As far up in the stratosphere as Medvedeva is, is there any way for her to improve? Maybe. There's that arm-over-the-head thing: Some skating fans dislike the position, with the right arm bent, almost wrapping over her head. Compare the air position to Brian Boitano's groundbreaking 'Tano lutz, in which his left arm, which was nearly straight overhead, made for a dramatic lengthening in the air.

However, as the season progressed, Medvedeva kept adding jumps with both arms overhead, in a more extended position. Coaches I spoke to said that the position is not only more dramatic but more difficult. It would be exciting to see more arm variations: the left arm up instead of the right, a jump with both arms down at her sides, or perhaps a jump with one arm in front and one behind.

Kostin would like to see more maturity on the ice, and bigger jumps.
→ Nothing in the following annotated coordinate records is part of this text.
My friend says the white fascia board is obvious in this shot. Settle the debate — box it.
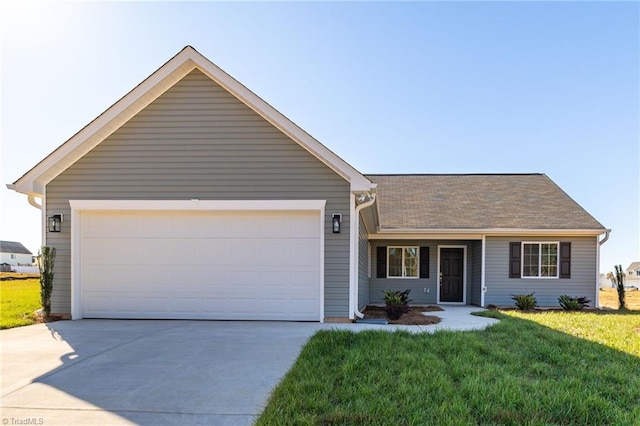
[369,228,609,240]
[13,46,375,196]
[369,232,482,240]
[15,56,196,196]
[69,200,327,211]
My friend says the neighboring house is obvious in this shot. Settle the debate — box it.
[625,262,640,289]
[8,47,609,321]
[0,241,33,266]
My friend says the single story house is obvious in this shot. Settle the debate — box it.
[8,46,609,321]
[624,262,640,290]
[0,241,33,266]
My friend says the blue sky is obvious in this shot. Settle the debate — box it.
[0,1,640,272]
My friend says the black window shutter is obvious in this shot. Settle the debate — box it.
[420,247,429,278]
[560,242,571,278]
[376,247,387,278]
[509,243,520,278]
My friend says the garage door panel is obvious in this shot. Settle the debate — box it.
[81,212,320,321]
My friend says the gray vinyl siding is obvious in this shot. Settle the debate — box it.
[369,240,480,305]
[358,217,369,308]
[46,70,350,317]
[485,236,598,306]
[469,241,482,306]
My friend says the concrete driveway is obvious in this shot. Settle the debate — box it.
[0,306,498,425]
[1,320,322,425]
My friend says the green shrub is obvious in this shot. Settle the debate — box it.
[609,265,627,310]
[511,293,538,311]
[38,246,56,318]
[558,294,591,311]
[382,289,411,320]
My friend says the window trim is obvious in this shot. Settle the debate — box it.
[387,246,420,280]
[520,241,560,280]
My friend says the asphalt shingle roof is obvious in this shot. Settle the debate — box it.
[0,241,33,254]
[366,174,605,230]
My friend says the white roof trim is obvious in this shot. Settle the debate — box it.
[10,46,375,196]
[369,228,610,240]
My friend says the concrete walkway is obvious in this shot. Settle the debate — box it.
[0,307,496,425]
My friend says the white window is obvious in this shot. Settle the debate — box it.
[522,242,559,278]
[387,247,420,278]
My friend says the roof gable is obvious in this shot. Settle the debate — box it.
[8,46,375,196]
[367,174,605,233]
[0,241,33,254]
[627,262,640,271]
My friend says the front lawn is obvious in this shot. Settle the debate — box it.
[0,275,40,329]
[258,312,640,425]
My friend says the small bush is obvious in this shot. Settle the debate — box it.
[511,293,538,311]
[558,294,591,311]
[383,289,411,320]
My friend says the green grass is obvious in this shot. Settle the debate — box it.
[0,278,40,329]
[258,312,640,425]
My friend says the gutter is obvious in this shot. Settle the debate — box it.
[594,229,611,308]
[6,183,42,210]
[353,193,376,318]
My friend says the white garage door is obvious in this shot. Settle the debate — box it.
[79,211,321,321]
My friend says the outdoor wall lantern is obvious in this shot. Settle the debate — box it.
[49,213,63,232]
[331,213,342,234]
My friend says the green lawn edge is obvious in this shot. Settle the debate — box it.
[257,311,640,425]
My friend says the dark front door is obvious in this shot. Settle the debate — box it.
[440,248,464,302]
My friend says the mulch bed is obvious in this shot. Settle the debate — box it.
[362,306,443,325]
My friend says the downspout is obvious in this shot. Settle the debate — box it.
[595,230,611,308]
[352,193,376,318]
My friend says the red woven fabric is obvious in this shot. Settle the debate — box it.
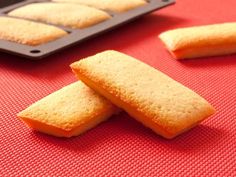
[0,0,236,176]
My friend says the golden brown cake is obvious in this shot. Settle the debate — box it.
[71,51,215,138]
[17,81,119,137]
[53,0,147,12]
[8,2,110,28]
[159,23,236,59]
[0,16,67,46]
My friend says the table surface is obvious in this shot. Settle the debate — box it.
[0,0,236,176]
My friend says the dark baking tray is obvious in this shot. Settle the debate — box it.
[0,0,175,60]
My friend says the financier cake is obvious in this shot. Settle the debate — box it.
[0,16,67,46]
[159,22,236,59]
[71,51,215,138]
[17,81,119,137]
[53,0,147,12]
[8,2,110,28]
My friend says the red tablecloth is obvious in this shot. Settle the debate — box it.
[0,0,236,176]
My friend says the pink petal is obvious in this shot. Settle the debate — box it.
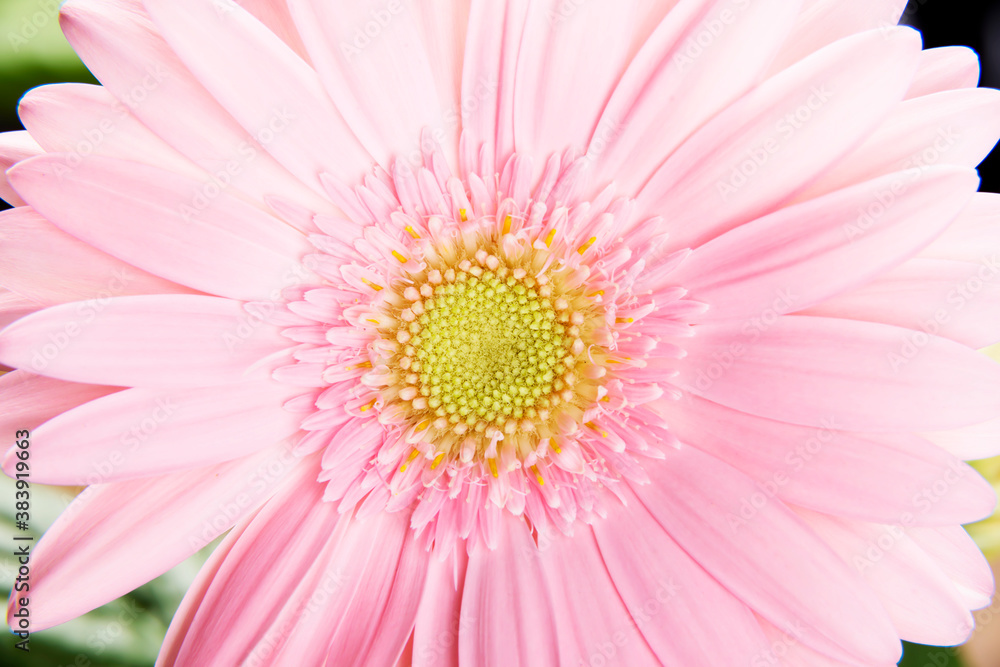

Medvedeva pulls in as quickly as possible when she takes off for a jump.

"Her jumps are quick; they're not huge, but they're quick," Kostin said. "They're not as mature, so she can improve the height a little bit."

On a more serious note, the subject matter of Medvedeva's free program caused a lot of discomfort in the U.S.

To see the events of 9/11 acted out by a Russian teenager who was a baby at the time of the attacks -- to hear sirens and explosions, to see Medvedeva miming the sorrow of a wife whose husband was killed in the Twin Towers -- took some viewers to a place they didn't expect to go to while watching a figure skating competition. People talked about "trigger warnings," with some justification. It will be interesting to see what she skates to next season.

Ah, next season. As of today, Medvedeva is as heavy a favorite to win the Olympic gold medal as, say, Kwan was in 1998 and 2002 -- which ought to remind us of how unpredictable figure skating can be.

"We are handing her the Olympic gold medal today," Brennan said. "I've been in the sport since 1988, and sometimes the people who have the medal handed to them don't win it. If I were one of the other pursuers, I would be very aware of the fact that skating is a slippery sport. There's nothing harder than going into the Olympics and doing what everyone thinks you're going to do. The world championships pressure and Olympic pressure are two entirely different things."

Time will tell how Medveedeva responds to the pressure she will face in PyeongChang next February. If she meets that challenge like she has every other one she has encountered over the last 18 months, she will return to Russia a national hero.